Ai piedi del Castello Boncompagni Viscogliosi, quando cala la sera, Torre Alfina si riempie di un profumo che è quasi un manifesto della cucina della Tuscia più selvatica: pappardelle al ragù di cinghiale, quelle che qui si cucinano da sempre, senza bisogno di reinventare nulla perché è già perfetto così.
Torre Alfina, piccola frazione di Acquapendente, è uno di quei borghi dell'Alta Tuscia dove il bosco e il castello si guardano da vicino, e non è un caso che la sagra dedicata al cinghiale sia diventata negli anni uno degli appuntamenti gastronomici più attesi della zona: la caccia al cinghiale è tradizione antica in queste terre boschive, e la cucina che ne deriva, robusta e generosa, racconta bene il carattere di questo angolo di provincia.

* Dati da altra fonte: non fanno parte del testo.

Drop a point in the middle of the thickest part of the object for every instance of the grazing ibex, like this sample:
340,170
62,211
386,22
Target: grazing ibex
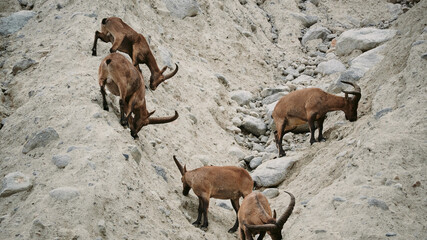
124,80
207,182
311,105
125,39
255,217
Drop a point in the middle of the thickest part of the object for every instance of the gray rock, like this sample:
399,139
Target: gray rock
222,79
303,80
273,98
102,228
377,203
61,161
271,192
236,152
358,67
13,183
255,126
270,91
160,171
241,97
15,22
22,65
315,32
330,67
40,139
291,71
272,173
64,193
305,19
136,154
383,112
254,163
363,39
182,8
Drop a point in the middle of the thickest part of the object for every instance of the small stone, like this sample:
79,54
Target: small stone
271,192
101,227
390,234
15,182
40,139
22,65
160,171
222,80
377,203
64,193
61,161
254,163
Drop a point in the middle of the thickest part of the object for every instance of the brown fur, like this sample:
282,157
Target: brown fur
311,105
226,182
124,80
125,39
255,217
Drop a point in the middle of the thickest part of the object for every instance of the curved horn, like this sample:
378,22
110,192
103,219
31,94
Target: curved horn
263,228
172,73
356,92
282,219
179,165
161,120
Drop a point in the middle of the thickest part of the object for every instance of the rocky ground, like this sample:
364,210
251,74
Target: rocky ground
71,171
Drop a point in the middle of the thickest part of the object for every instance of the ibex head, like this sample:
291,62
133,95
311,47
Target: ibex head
352,102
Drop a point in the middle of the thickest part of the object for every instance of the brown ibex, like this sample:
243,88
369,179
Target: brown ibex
124,80
207,182
311,105
255,217
125,39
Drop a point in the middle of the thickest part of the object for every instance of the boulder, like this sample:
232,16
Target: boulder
15,22
241,97
363,39
272,173
315,32
13,183
254,125
330,67
182,8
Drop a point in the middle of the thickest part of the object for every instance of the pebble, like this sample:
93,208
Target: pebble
61,161
15,182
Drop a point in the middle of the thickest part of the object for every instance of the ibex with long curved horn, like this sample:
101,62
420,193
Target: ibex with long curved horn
124,80
311,105
255,217
125,39
207,182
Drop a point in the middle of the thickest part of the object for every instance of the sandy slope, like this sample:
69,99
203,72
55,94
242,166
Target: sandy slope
383,157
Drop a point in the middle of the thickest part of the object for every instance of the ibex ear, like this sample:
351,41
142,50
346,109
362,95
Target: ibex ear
163,69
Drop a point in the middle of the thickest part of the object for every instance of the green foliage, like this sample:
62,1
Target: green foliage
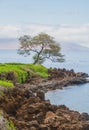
44,47
39,69
7,84
10,126
21,72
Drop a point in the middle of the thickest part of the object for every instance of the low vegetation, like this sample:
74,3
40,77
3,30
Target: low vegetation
7,84
17,72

Cosa aspettarsi dal 6 al 9 agosto? Stand gastronomici allestiti nel centro storico proprio sotto le mura del Castello Boncompagni Viscogliosi, pappardelle servite fumanti fino a tarda sera, e la possibilità di visitare il castello stesso, che resta aperto fino alle 23, un'occasione rara per unire cena e cultura nella stessa serata senza dover scegliere tra le due cose.
La punzecchiatura è pronta: c'è qualcosa di comicamente perfetto nel fatto che, in un borgo dove per secoli il cinghiale è stato un fastidio per contadini e raccolti, oggi sia diventato la principale attrazione turistica gastronomica. La Tuscia ha questa capacità tutta sua di trasformare i propri problemi in specialità da sagra: coregoni, lenticchie, cinghiali, fagioli, tutto qui finisce prima o poi in un piatto celebrato con orgoglio.

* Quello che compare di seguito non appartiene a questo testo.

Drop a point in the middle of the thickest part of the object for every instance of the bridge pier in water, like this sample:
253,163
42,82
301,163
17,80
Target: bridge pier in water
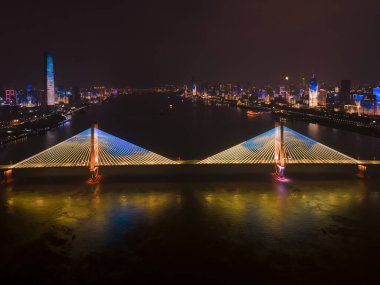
7,176
362,171
94,153
279,150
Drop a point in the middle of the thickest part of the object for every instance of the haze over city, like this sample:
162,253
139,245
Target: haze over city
189,142
147,43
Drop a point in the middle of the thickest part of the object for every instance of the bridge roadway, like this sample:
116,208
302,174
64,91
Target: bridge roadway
361,162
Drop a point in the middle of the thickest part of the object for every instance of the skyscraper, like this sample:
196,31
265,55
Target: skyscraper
345,96
313,92
193,87
49,96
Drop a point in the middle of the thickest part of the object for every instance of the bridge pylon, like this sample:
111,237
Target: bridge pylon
7,176
279,149
362,169
94,153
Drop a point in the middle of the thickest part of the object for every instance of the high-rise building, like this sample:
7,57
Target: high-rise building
194,87
49,96
344,93
313,92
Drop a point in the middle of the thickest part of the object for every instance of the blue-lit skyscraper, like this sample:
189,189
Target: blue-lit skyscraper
49,96
313,93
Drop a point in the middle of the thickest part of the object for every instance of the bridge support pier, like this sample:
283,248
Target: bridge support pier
7,173
362,169
280,151
94,154
280,171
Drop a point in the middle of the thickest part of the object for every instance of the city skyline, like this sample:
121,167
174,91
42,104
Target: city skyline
148,43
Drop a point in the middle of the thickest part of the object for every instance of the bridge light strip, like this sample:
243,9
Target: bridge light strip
75,152
298,148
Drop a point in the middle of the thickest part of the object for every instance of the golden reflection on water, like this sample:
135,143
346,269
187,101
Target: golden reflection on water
102,213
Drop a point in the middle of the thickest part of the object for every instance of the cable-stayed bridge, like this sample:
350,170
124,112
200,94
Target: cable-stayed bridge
95,148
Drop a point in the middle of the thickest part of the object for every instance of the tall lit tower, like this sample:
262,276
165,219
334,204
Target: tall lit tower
313,92
49,96
194,86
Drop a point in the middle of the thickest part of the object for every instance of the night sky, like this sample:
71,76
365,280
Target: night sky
144,43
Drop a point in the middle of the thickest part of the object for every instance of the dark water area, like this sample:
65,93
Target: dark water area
321,227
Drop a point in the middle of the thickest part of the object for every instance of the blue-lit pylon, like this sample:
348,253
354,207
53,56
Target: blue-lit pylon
264,149
110,151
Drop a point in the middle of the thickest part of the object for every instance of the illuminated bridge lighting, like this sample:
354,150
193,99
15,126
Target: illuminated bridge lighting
75,151
298,149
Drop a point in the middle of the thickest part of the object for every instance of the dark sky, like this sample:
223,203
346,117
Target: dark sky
165,41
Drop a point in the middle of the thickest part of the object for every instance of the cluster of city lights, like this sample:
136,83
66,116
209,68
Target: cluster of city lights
261,150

Chi conosce la Tuscia sa che i borghi più piccoli custodiscono spesso le tradizioni gastronomiche più autentiche, lontane dal turismo di massa. Se in queste quattro sere d'agosto siete in zona tra Acquapendente e il confine con l'Umbria, fermatevi a Torre Alfina: cenerete bene, visiterete un castello suggestivo, e capirete perché in certi paesi piccoli si mangia meglio che in molti ristoranti blasonati di città.

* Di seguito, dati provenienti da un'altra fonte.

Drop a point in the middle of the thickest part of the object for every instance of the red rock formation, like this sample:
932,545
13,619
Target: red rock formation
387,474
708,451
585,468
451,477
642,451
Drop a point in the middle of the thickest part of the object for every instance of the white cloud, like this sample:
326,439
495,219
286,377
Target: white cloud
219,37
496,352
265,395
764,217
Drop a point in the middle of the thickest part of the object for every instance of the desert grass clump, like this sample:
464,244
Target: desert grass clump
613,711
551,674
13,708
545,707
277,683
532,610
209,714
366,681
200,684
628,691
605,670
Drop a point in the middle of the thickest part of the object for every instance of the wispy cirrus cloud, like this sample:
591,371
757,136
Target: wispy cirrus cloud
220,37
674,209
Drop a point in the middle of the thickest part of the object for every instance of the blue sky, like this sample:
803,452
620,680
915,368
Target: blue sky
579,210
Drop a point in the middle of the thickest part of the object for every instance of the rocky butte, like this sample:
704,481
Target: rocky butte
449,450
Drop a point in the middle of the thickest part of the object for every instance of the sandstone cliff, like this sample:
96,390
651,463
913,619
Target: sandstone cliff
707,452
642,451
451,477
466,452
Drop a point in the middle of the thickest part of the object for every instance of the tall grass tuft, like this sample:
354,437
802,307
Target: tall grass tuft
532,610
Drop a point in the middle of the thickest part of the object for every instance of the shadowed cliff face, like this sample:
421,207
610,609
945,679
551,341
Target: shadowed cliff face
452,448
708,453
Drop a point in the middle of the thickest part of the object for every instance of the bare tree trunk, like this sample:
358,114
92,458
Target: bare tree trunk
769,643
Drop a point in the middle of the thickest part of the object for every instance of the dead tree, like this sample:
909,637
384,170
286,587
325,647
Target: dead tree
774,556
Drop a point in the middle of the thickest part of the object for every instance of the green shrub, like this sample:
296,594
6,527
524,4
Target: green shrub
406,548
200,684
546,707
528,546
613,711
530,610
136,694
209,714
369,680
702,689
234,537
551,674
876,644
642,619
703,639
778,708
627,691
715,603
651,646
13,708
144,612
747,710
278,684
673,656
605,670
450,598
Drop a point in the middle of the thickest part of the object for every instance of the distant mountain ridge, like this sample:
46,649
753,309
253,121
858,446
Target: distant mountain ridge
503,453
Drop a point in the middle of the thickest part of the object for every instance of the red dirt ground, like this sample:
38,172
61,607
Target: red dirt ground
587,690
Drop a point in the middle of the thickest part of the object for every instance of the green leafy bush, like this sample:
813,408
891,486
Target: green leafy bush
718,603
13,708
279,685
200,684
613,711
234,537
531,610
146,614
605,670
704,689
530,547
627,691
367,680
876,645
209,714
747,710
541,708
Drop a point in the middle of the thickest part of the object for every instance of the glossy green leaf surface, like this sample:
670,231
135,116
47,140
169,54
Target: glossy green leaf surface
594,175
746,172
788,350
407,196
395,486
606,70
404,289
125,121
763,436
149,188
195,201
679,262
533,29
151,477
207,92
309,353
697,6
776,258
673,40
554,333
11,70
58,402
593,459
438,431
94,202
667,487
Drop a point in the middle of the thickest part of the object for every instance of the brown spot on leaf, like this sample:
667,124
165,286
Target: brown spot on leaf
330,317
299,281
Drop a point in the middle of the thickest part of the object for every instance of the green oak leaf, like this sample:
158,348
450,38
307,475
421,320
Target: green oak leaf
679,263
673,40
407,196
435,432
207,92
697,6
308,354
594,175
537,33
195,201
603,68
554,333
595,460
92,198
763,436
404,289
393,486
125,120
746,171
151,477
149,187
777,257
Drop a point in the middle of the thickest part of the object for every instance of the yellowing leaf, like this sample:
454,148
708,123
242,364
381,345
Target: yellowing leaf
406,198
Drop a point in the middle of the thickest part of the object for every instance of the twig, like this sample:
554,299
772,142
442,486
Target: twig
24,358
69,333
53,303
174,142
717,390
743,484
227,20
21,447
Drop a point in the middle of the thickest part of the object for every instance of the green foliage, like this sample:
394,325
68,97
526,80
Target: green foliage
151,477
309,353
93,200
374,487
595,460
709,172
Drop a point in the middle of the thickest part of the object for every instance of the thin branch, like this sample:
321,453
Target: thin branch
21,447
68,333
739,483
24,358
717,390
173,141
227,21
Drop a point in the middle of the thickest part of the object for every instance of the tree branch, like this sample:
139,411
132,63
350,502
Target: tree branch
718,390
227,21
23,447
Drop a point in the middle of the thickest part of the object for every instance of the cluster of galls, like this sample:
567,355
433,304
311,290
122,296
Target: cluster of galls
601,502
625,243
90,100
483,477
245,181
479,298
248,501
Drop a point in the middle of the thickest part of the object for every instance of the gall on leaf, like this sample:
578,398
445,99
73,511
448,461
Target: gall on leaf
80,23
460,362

E se pensate che quattro serate siano poche per un borgo così piccolo, sappiate che a Torre Alfina non serve altro: qui la sagra non deve competere con nessuno, deve solo restare fedele a sé stessa, e lo fa da anni con la stessa cura silenziosa.
E chi ha già visitato il castello di giorno, torni la sera durante la sagra: vedrà le stesse mura raccontarsi in modo diverso, più caldo e conviviale, con le luci degli stand che si mescolano a quelle della fortezza, in un contrasto che vale da solo la deviazione verso questo angolo remoto dell'Alta Tuscia.
Dove e quando
Dal 6 al 9 agosto 2026, con inizio alle 19:00, nel centro storico ai piedi del Castello Boncompagni Viscogliosi a Torre Alfina (Acquapendente).